I told Murathe that were Mwai Kibaki to win, I and other like-minded would rally behind and root for his success.
Conversely, I told Murathe that were Raila to win, he, too, and his buddies should rally behind him and root for his success as president. The meeting was jovial but notwithstanding my patriotic plea, Murathe left no doubt in my mind that Kibaki will be sworn in for a second term.
I cannot disclose what Murathe told me about Raila but I can tell you it was something that did not line up with the not-exactly-enthusiastic embrace of the ODM leader following the handshake.
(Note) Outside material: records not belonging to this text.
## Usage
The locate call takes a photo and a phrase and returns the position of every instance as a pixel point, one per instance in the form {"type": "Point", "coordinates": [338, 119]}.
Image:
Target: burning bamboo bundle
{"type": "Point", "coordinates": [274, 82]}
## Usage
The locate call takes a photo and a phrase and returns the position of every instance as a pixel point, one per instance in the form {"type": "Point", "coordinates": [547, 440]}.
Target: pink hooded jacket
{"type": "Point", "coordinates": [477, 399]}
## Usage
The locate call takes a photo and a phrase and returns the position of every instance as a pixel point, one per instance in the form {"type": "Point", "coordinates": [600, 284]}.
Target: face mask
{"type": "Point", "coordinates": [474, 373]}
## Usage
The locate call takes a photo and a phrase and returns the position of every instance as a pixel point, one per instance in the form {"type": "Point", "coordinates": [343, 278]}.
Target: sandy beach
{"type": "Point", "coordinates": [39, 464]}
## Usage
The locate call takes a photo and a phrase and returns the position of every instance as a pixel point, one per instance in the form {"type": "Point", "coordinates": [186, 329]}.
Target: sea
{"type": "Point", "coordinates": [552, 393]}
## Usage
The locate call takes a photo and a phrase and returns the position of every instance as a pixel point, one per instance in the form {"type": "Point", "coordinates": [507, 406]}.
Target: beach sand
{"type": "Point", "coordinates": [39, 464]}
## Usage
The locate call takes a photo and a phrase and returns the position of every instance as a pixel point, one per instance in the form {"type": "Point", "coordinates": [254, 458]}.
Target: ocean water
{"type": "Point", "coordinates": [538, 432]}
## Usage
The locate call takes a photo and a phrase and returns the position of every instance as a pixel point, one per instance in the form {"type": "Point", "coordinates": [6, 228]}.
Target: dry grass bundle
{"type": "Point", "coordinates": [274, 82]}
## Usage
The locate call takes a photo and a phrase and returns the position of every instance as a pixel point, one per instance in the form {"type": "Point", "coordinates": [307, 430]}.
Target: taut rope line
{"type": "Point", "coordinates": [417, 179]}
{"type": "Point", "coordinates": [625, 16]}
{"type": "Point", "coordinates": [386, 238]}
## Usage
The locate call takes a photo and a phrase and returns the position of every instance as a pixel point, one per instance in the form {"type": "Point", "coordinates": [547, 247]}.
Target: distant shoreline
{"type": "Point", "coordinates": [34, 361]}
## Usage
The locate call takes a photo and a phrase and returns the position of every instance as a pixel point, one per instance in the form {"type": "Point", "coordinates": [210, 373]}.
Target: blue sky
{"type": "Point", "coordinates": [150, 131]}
This was a significant enough about-turn I never saw coming.
If Murathe could have such an about-turn, I told myself, then there was hope the handshake had, indeed, returned the country back on track to what was promised at Independence and as captured in our national anthem: “May we dwell in unity, peace, and liberty,…[as we] Build this nation together…And the fruit of our labour fill every heart with thanksgiving.”
While I remain optimistic this may come to pass, I am also cognizant of the fact there is an elephant in the room that remains unaddressed — the deep hatred of Raila, especially in Central Kenya.
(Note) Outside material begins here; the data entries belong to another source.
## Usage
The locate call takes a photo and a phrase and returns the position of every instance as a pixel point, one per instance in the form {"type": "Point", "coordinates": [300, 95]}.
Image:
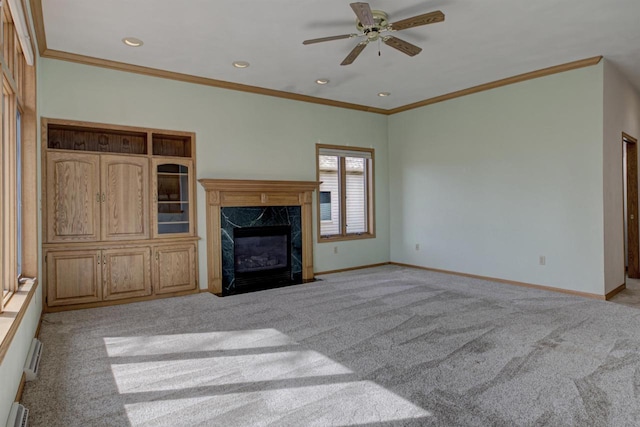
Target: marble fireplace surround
{"type": "Point", "coordinates": [224, 193]}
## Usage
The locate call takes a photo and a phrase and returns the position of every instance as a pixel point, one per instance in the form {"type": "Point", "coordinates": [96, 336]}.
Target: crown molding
{"type": "Point", "coordinates": [45, 52]}
{"type": "Point", "coordinates": [503, 82]}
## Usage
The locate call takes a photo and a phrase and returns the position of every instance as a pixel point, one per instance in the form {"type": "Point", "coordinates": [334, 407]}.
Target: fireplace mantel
{"type": "Point", "coordinates": [252, 193]}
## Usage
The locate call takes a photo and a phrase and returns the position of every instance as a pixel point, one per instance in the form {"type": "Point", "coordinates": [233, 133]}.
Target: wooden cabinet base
{"type": "Point", "coordinates": [48, 309]}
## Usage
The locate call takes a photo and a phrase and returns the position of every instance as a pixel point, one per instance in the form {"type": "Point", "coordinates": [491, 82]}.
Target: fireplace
{"type": "Point", "coordinates": [262, 257]}
{"type": "Point", "coordinates": [239, 204]}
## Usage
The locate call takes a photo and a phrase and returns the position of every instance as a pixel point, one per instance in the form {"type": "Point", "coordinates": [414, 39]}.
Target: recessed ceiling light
{"type": "Point", "coordinates": [132, 41]}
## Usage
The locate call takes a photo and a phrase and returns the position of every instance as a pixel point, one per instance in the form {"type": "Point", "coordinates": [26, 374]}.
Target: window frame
{"type": "Point", "coordinates": [12, 160]}
{"type": "Point", "coordinates": [342, 152]}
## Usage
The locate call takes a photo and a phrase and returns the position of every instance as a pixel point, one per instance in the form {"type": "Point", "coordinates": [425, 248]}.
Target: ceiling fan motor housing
{"type": "Point", "coordinates": [381, 22]}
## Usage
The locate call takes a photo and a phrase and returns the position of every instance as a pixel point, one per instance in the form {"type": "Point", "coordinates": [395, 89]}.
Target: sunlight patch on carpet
{"type": "Point", "coordinates": [205, 341]}
{"type": "Point", "coordinates": [343, 404]}
{"type": "Point", "coordinates": [219, 371]}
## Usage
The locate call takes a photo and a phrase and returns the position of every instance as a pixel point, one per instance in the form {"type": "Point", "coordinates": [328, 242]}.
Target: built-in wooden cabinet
{"type": "Point", "coordinates": [173, 209]}
{"type": "Point", "coordinates": [119, 219]}
{"type": "Point", "coordinates": [124, 200]}
{"type": "Point", "coordinates": [73, 276]}
{"type": "Point", "coordinates": [175, 267]}
{"type": "Point", "coordinates": [73, 197]}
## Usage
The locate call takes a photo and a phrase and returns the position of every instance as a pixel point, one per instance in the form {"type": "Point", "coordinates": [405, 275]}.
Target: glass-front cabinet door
{"type": "Point", "coordinates": [173, 183]}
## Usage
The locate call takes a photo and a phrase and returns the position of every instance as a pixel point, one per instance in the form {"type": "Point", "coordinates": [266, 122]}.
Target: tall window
{"type": "Point", "coordinates": [345, 197]}
{"type": "Point", "coordinates": [11, 160]}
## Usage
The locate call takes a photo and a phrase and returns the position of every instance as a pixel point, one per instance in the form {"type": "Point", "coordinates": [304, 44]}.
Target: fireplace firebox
{"type": "Point", "coordinates": [262, 257]}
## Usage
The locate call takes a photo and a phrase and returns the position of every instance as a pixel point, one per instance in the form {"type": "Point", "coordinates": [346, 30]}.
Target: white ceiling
{"type": "Point", "coordinates": [479, 41]}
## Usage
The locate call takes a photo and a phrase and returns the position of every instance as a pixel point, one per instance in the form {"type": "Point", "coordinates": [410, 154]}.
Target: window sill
{"type": "Point", "coordinates": [13, 312]}
{"type": "Point", "coordinates": [327, 239]}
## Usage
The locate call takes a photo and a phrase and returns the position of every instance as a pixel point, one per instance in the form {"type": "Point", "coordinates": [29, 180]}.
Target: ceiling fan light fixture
{"type": "Point", "coordinates": [132, 42]}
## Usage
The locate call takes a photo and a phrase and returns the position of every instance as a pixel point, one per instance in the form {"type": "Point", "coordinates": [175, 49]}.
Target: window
{"type": "Point", "coordinates": [345, 197]}
{"type": "Point", "coordinates": [12, 173]}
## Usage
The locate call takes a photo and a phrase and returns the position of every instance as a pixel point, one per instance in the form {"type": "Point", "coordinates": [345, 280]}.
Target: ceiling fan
{"type": "Point", "coordinates": [372, 24]}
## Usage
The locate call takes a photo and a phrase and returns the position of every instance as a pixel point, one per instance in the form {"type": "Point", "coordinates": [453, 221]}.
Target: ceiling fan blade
{"type": "Point", "coordinates": [402, 46]}
{"type": "Point", "coordinates": [416, 21]}
{"type": "Point", "coordinates": [354, 53]}
{"type": "Point", "coordinates": [327, 39]}
{"type": "Point", "coordinates": [363, 12]}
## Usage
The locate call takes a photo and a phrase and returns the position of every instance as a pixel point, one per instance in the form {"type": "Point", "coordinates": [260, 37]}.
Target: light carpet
{"type": "Point", "coordinates": [386, 346]}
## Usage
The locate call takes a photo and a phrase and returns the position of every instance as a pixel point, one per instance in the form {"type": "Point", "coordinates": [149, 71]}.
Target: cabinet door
{"type": "Point", "coordinates": [73, 197]}
{"type": "Point", "coordinates": [175, 268]}
{"type": "Point", "coordinates": [127, 273]}
{"type": "Point", "coordinates": [173, 200]}
{"type": "Point", "coordinates": [125, 200]}
{"type": "Point", "coordinates": [73, 277]}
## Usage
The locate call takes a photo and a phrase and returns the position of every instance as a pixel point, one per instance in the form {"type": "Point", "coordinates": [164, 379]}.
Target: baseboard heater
{"type": "Point", "coordinates": [18, 416]}
{"type": "Point", "coordinates": [32, 363]}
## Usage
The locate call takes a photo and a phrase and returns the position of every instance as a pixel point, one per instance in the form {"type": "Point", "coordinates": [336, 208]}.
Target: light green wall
{"type": "Point", "coordinates": [621, 114]}
{"type": "Point", "coordinates": [238, 136]}
{"type": "Point", "coordinates": [489, 182]}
Yes, wise men and women like the President, Murathe and many others in the 'system' have come around to saying it is futile to forever try and keep Raila from ascending to the presidency.
Unfortunately, there is widespread and deep-rooted hatred of Raila by many in Central who would rather have the devil be president than him.
This is, of course, inherently backward and wrong but it is there and must be taken head-on. Ironically, it is a sentiment Deputy President William Ruto has masterfully exploited as he attempts to plough his own way to the presidency.
Never mind Ruto himself is unwanted as President though not for the same reasons that have bedevilled Raila: Ruto is unwanted for reasons one may easily understand as even noble such as the notion we need a break from yet another Kalenjin or Kikuyu president. A notion now fully embraced by Uhuru and most forward-looking people from both communities.
For this reason, it behooves the President and those close to him to do everything they can to slay this ugly and vicious animal we know as tribalism-driven hatred and lead in turning the tide of hatred against Raila, especially in Central.
Samuel Omwenga is a legal analyst and political commentator.